Никогда Герион не думал, что будет молиться, чтобы Матерь Драконов предпочитала в постели быть снизу. Если они не учуят её запах — будет сложнее. Дьявольски сложнее.
Он стоял, окаменев. Ни мускул на лице не дрожал, спина заиндевела. С выраженным ровным, спокойным, стараясь не вызвать агрессии в звере. Пусть привыкают.
Предательская капелька пота выступила на загривке и прокатилась по позвоночнику. Волосы снова затрепетали концами вперёд от втянутого воздуха. Хищные зрачки расширились, чтобы тут же сжаться, став вдвое уже. Гребни на затылках взлетели и затрещали костяными наростами. Головы взмыли на длинных шеях вверх, готовясь обрушиться, пасти раззявили, явив ряды острых зубов.
— Спокойно, — успокаивающим, почти назидательным тоном сказал им Герион. — Спокойно, мальчики. Сидеть.

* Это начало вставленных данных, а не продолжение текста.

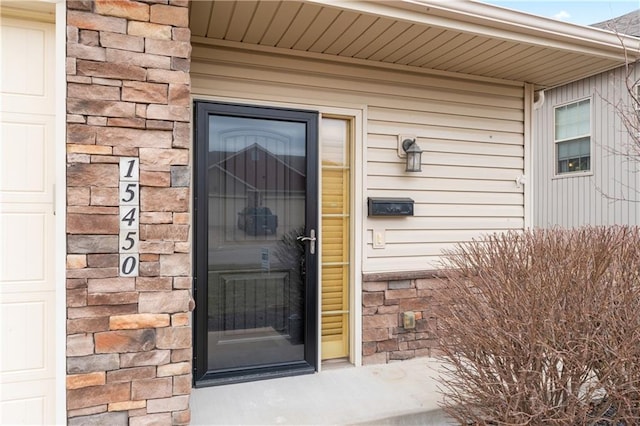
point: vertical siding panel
(610, 195)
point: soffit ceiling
(468, 37)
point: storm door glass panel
(256, 211)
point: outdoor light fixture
(414, 155)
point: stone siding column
(385, 300)
(129, 342)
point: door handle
(312, 240)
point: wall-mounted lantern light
(414, 155)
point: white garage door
(27, 290)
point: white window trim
(578, 173)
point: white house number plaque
(129, 197)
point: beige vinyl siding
(607, 195)
(471, 132)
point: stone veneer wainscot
(385, 298)
(128, 95)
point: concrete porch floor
(403, 393)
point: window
(573, 137)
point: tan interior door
(27, 289)
(336, 136)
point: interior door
(256, 242)
(27, 225)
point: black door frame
(201, 376)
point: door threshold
(230, 378)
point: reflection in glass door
(255, 249)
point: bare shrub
(543, 327)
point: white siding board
(471, 132)
(443, 119)
(316, 29)
(441, 45)
(457, 197)
(399, 47)
(610, 194)
(342, 23)
(432, 171)
(430, 157)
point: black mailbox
(390, 206)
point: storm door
(255, 242)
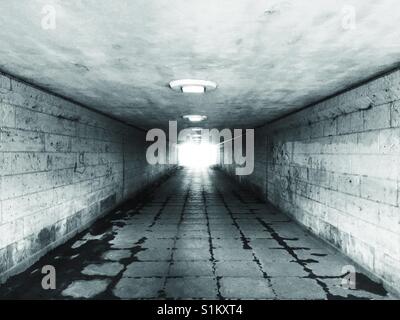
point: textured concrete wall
(335, 168)
(61, 167)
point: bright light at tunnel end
(197, 155)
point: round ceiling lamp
(192, 85)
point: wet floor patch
(196, 236)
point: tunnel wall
(61, 167)
(335, 168)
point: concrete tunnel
(200, 150)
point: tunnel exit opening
(197, 155)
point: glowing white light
(193, 89)
(194, 117)
(193, 85)
(198, 155)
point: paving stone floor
(197, 236)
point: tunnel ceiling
(268, 58)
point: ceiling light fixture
(192, 85)
(194, 117)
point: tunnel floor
(196, 236)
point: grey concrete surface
(268, 58)
(197, 236)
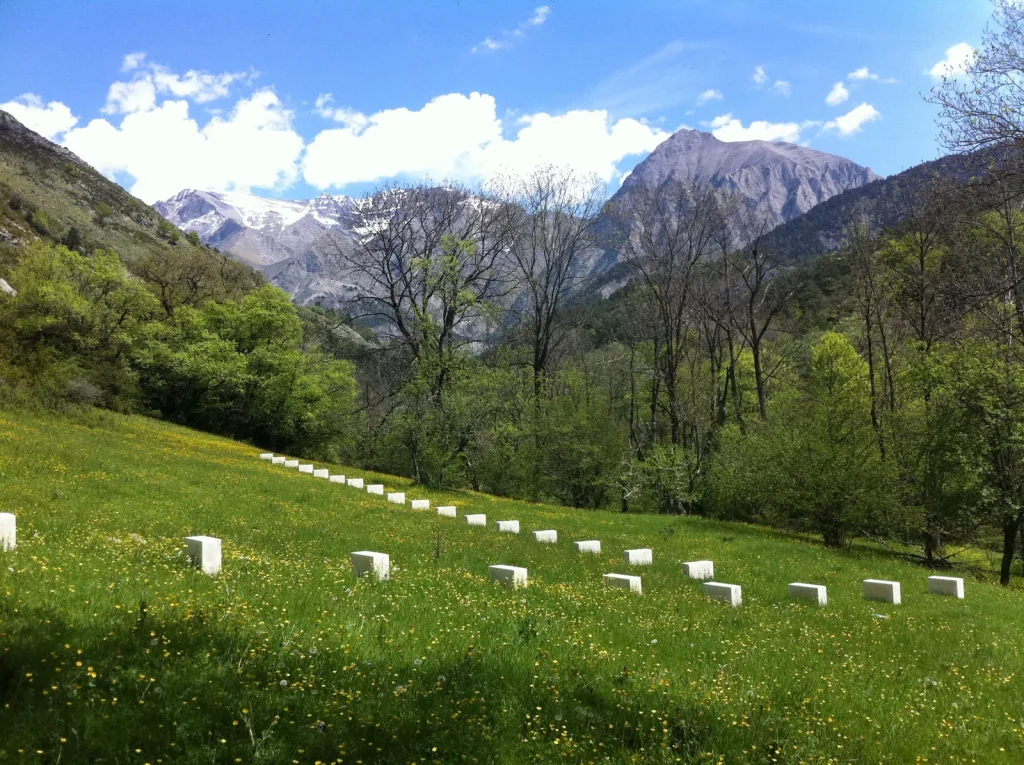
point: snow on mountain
(258, 230)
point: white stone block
(8, 532)
(370, 562)
(732, 594)
(510, 576)
(204, 553)
(817, 593)
(946, 586)
(699, 568)
(880, 589)
(640, 556)
(624, 581)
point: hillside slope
(46, 190)
(286, 656)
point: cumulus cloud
(728, 128)
(49, 120)
(164, 150)
(461, 137)
(838, 94)
(865, 74)
(508, 37)
(853, 120)
(955, 62)
(152, 80)
(712, 94)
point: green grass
(113, 649)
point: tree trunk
(1010, 532)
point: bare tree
(663, 235)
(558, 209)
(984, 105)
(431, 262)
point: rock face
(282, 239)
(778, 181)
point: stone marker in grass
(8, 532)
(510, 576)
(624, 581)
(880, 589)
(640, 556)
(732, 594)
(946, 586)
(378, 564)
(699, 568)
(204, 553)
(817, 593)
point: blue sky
(292, 99)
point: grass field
(114, 650)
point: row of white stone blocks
(884, 590)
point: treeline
(82, 331)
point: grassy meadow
(114, 650)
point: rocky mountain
(48, 194)
(778, 181)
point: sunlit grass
(113, 649)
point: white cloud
(151, 80)
(853, 120)
(838, 94)
(132, 61)
(958, 57)
(508, 37)
(49, 120)
(461, 137)
(728, 128)
(541, 14)
(712, 94)
(164, 150)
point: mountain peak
(777, 180)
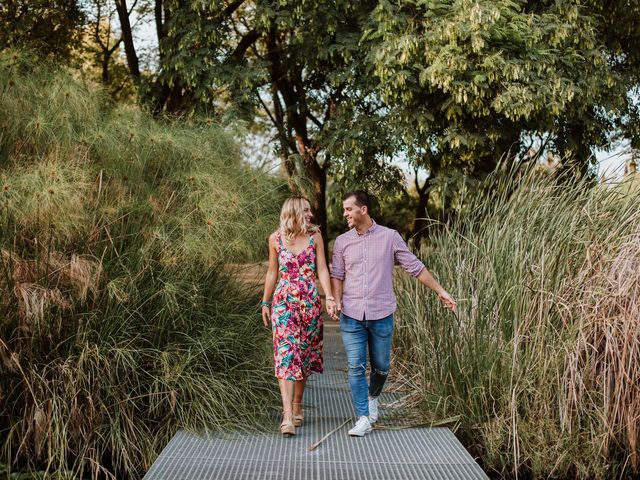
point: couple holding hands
(358, 293)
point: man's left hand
(447, 300)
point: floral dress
(296, 316)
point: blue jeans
(359, 336)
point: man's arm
(337, 275)
(336, 288)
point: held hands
(333, 308)
(266, 315)
(447, 300)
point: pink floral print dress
(296, 315)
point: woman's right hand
(266, 315)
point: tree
(467, 81)
(50, 28)
(298, 63)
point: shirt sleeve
(405, 258)
(337, 260)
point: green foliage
(476, 72)
(120, 321)
(539, 366)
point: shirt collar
(371, 229)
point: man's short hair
(362, 198)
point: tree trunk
(420, 223)
(127, 37)
(319, 204)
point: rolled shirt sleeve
(337, 260)
(403, 257)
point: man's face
(354, 214)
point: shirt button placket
(366, 274)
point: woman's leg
(298, 416)
(286, 392)
(298, 393)
(287, 426)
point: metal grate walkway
(410, 453)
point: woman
(296, 252)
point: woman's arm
(323, 273)
(270, 281)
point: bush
(120, 323)
(540, 366)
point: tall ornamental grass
(540, 367)
(118, 323)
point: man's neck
(364, 227)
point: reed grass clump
(119, 322)
(540, 367)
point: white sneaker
(373, 410)
(362, 427)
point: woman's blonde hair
(292, 222)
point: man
(361, 280)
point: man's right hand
(336, 311)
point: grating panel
(412, 453)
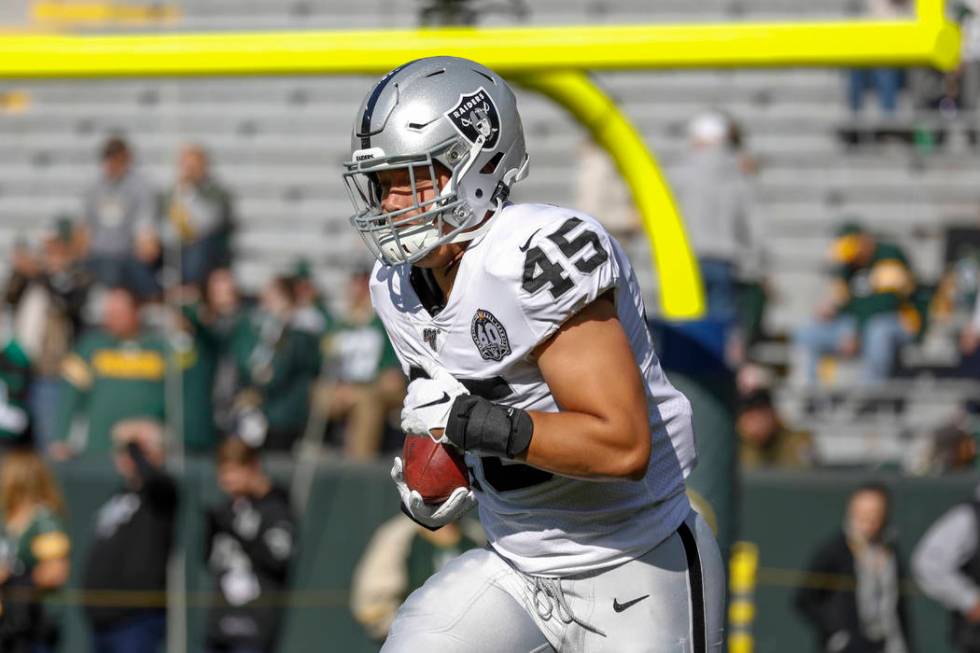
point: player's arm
(602, 429)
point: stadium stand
(277, 144)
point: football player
(521, 329)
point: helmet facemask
(408, 234)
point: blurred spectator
(764, 441)
(946, 564)
(15, 385)
(970, 336)
(250, 545)
(47, 298)
(276, 366)
(117, 232)
(115, 373)
(312, 314)
(886, 81)
(714, 197)
(953, 446)
(400, 557)
(223, 313)
(196, 349)
(33, 553)
(871, 309)
(134, 531)
(853, 596)
(197, 219)
(368, 381)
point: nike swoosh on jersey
(619, 607)
(441, 400)
(527, 243)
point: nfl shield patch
(476, 115)
(489, 336)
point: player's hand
(428, 402)
(431, 516)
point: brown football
(433, 470)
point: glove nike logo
(619, 607)
(441, 400)
(527, 244)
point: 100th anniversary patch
(489, 336)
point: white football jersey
(535, 267)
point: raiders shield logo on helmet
(476, 115)
(489, 336)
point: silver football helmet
(438, 111)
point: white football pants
(670, 600)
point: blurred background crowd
(180, 288)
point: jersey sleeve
(565, 267)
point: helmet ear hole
(490, 166)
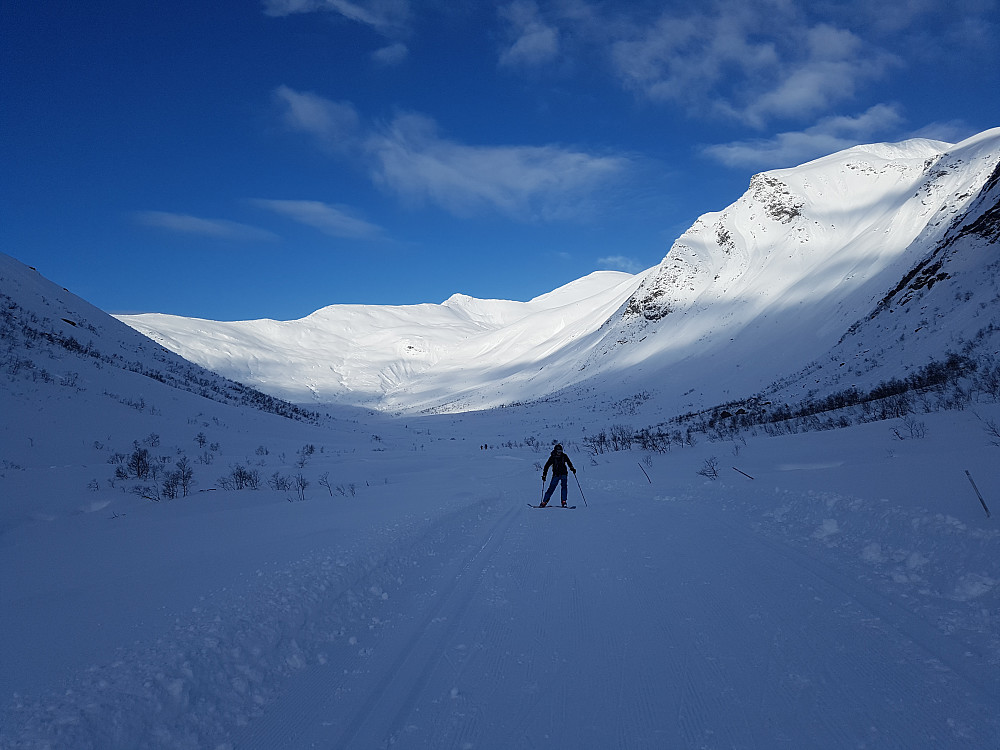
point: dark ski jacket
(558, 462)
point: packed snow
(846, 596)
(187, 562)
(387, 585)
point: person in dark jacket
(559, 462)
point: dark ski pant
(560, 478)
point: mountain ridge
(764, 288)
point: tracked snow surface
(354, 580)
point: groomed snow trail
(632, 623)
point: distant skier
(559, 462)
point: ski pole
(581, 489)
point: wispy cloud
(392, 54)
(791, 148)
(525, 182)
(531, 40)
(336, 221)
(410, 158)
(335, 125)
(752, 62)
(215, 228)
(388, 17)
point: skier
(559, 462)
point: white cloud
(408, 157)
(215, 228)
(336, 221)
(533, 42)
(393, 54)
(334, 124)
(524, 182)
(826, 137)
(388, 17)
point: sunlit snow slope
(747, 296)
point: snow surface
(846, 596)
(749, 295)
(835, 589)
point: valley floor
(812, 606)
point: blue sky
(234, 160)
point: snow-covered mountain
(364, 581)
(769, 290)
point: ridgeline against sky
(238, 160)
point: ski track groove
(382, 717)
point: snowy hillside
(376, 354)
(804, 256)
(768, 287)
(185, 564)
(368, 582)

То ли драконы не знали валирийского, то ли собачьи команды их оскорбили, но они резко выстрелили мордами вперёд. Герион бросился от них, упал на камни. Клыки тварей столкнулись над ним, мешая друг другу. Они зарычали, взревели, захлопали крыльями. Волосы Гериона трепал на голове ветер не хуже штормового. Жёлтая точка разгорелась в глотке зелёного, и он выпустил длинную алую струю огня с рыжей прожилкой, прицельно стреляя в желанный обед. Герион резво перекатился влево — полоса из копоти прочертила оставленное им место. Золотой ударил лапой по нижней ступени, приподнимаясь под скрежет когтей, и выпустил свою струю в Гериона. Он едва успел перекатиться вправо — токкар из простыни испачкал в саже от прошлого плевка драконов.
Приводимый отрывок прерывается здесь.